Face au grand amphithéâtre en ruines, Mamadou Kandji, ancien doyen de la faculté de lettres de l’université Cheikh-Anta-Diop, a des étoiles plein les yeux. Il se souvient de ses années d’étudiant, au milieu des années 1960. « Ce bâtiment date de 1938. Il y avait une salle de conférences en haut, un laboratoire de recherche et d'expérimentation avec des microscopes en bas », décrit Mamadou Kandji.

L’école William-Ponty est créée en 1903 par la France.

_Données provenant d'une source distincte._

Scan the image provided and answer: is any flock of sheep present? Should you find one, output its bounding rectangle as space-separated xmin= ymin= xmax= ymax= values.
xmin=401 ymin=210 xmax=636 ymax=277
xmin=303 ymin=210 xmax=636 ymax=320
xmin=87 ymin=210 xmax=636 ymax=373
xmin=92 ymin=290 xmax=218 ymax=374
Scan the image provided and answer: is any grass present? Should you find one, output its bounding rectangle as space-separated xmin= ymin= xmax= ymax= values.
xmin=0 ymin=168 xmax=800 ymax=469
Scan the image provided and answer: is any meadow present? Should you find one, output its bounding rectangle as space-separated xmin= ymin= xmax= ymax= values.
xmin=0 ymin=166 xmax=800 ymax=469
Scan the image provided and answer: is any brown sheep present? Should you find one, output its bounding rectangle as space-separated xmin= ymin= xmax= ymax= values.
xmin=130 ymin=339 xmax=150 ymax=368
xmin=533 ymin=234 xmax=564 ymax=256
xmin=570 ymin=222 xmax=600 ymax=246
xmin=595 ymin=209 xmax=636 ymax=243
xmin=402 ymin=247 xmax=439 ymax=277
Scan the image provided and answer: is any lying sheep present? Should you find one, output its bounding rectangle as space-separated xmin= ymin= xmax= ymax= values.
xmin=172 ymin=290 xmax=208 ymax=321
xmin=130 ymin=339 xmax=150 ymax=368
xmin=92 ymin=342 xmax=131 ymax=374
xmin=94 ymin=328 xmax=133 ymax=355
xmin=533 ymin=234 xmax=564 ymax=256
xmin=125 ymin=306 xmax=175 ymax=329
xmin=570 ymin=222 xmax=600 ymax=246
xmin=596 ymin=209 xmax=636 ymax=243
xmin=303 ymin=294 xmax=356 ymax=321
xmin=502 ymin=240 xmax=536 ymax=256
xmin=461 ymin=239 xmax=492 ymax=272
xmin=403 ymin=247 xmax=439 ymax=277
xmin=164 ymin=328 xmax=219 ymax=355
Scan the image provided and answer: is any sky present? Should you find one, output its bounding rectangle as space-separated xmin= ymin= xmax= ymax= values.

C’est alors un instrument pour former ses cadres dans les colonies de l’AOF, l’Afrique occidentale française. « L'école était faite pour former des cadres moyens de l'administration coloniale, parce que la conception qui était faite au nom de la supériorité raciale, les Européens occupent tout ce qui est commandement et aux Africains, on laisse donc ce qu'on appelle les postes subalternes », indique Gana Fall, historien et spécialiste de l’administration.

À écouter aussi«Les hussards noirs de la colonie»: les instituteurs avant les indépendances

Un « esprit de Ponty »

L’école a vu passer beaucoup de futurs dirigeants africains à partir des années 1930, tels que Modibo Keïta pour le Mali, Abdoulaye Wade, ou encore Hamani Diori au Niger, puis les cadres et professeurs qui feront émerger les pays nouvellement indépendants.

On parle d’un « esprit de Ponty » qui liait ces jeunes hommes, qui entraient à l’école vers 18 ans. « Le bâtiment détruit justement, ça a toute une histoire pour moi parce que j'ai logé dans ce dortoir-là, c'était la camaraderie et la bonne camaraderie. Mais sur fond de travail et de saine rivalité », souligne Mamadou Kandji.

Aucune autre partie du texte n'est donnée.